Briefwahl

Die Landtagswahl 2021 wird unter Bedingungen durchgeführt, die man sich vor einem Jahr nicht hätte vorstellen können. Deshalb hatte die gesamte grüne Landtagsfraktion das Ansinnen der kommunalen Spitzenverbände befürwortet, die Hürden für die Briefwahl zu senken.

Im Kern ging es darum, ob die Briefwahlunterlagen zusammen mit der Wahlbenachrichtigung verschickt werden sollten – so die Forderung des Gemeindetags. Dazu hätte das Landtagswahlgesetz geändert werden müssen. Die CDU-Landtagsfraktion hat den Vorschlag jedoch abgelehnt. „Für die Wahlberechtigten bedeutet es eine Vereinfachung und für unsere kommunalen Verwaltungen ist es eine Entlastung, wenn die Briefwahlunterlagen nicht extra beantragt werden müssen“, so die grüne Abgeordnete Andrea Schwarz. „Ich kann nicht nachvollziehen, warum die CDU an dieser Antragspflicht festhält und den Kommunen bewusst mehr Aufwand aufbürdet.“

Eine einfachere Ausgabe der Briefwahlunterlagen würde für Entlastung sorgen.

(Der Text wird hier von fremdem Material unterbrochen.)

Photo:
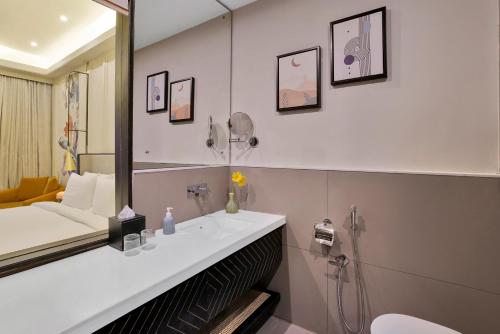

Bislang müssen die Unterlagen extra beantragt werden, was für jede Stadtverwaltung einen enormen Mehraufwand bedeutet. Man geht davon aus, dass deutlich mehr Bürgerinnen und Bürger wegen der Pandemie ihre Stimme per Briefwahl abgeben wollen. Gleichzeitig befürchten die Städte und Gemeinden einen Rückgang der Wahlbeteiligung. Eine weitere Herausforderung, mit der sich die Kommunen konfrontiert sehen, ist die Aufgabe, genügend Helfer*innen für die Wahllokale zu finden.